Roger Waters fincancı katırlarını neden ürküttü?
Roger Waters’ın son yıllarda takındığı tavır ve yaptığı açıklamalar sonrası bir anda antisemitik ilan edilmesinin altında hangi bilinçaltı yatıyor? Gelin süreci birlikte takip edelim…
Bundan 54 yıl önce Pink Floyd üç ayrı format üzerine kurguladığı bir parça yayınladı. Another Brick in the Wall isimli bu yapıt tüm dünyada müthiş bir yankı uyandırdı. Pink Floyd’un zaten hali hazırda progresif sound tutturduğunu bilenlerin haricindeki milyonlar da bu aykırı veya alışılagelmemiş güfteye kayıtsız kalmadı.
Bu şarkının özelinde konu üç aşağı beş yukarı disiplin adı altında basmakalıp bir sistemi angaje etmeye çalışan eğitim düzeniydi. Waters, o dönemlerde bu şarkı sonrasında çocukların hayal dünyalarındaki bir nevi Peter Pan gibiydi, belki de başka bir kahraman. Ama bu şarkı Waters’ı asla eğitim düşmanı yapmadı. Belki yüzeysel yaklaşan kalabalıklar arasında O’nu eleştirenler de olmuştur, ama bu yaklaşımlar tarihte yer etmedi.

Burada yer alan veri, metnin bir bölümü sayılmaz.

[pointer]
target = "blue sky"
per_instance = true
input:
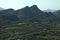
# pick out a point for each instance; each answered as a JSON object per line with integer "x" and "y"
{"x": 42, "y": 4}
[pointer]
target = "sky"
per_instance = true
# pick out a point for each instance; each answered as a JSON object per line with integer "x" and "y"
{"x": 42, "y": 4}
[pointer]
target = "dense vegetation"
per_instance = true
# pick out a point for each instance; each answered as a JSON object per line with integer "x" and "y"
{"x": 29, "y": 23}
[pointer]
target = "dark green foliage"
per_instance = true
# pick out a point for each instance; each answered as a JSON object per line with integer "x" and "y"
{"x": 29, "y": 23}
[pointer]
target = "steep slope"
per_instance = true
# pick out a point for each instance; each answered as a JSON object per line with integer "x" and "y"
{"x": 29, "y": 23}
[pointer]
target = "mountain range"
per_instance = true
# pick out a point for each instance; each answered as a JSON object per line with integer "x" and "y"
{"x": 29, "y": 23}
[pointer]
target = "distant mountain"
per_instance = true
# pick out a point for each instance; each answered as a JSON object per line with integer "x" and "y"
{"x": 1, "y": 8}
{"x": 29, "y": 23}
{"x": 33, "y": 14}
{"x": 49, "y": 10}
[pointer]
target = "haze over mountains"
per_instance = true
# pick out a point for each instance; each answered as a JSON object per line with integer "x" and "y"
{"x": 29, "y": 23}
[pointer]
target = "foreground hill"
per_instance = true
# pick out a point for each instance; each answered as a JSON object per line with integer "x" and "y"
{"x": 29, "y": 23}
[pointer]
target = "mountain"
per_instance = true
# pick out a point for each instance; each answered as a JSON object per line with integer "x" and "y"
{"x": 1, "y": 8}
{"x": 29, "y": 23}
{"x": 49, "y": 10}
{"x": 57, "y": 13}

Progresif rock diye dillerde dolaşıyor Pink Floyd’un tarzı. Benim bu noktada kullanmak istediğim tüm konsept için provokatif bir tür gerçeği. Bundan kastım ne? Müziğin dünyayı sadece bir fon sesinden ibaret gördüğüne ilişkin yorumlara bu sebepten katılmıyorum. Müzik, edebiyatı içerdiği gibi sosyolojik gerçeklik noktasında entelektüel bir yorum sahibi taraf olarak görülmeli diyorum. Sanatın bir taraf olduğunu söylüyorum. Bazen toplumların göz atmaya cesaret edemediği, hatta bazen göz ardı ettiği olaylar hakkında bazı sanatçılar ses sahibidir. Elbette “sen işine bak” diyebileceğimiz sanatçılar, aslında işlerine bakıyorlardır ve kralın çıplak olduğunu onlardan öğreniriz.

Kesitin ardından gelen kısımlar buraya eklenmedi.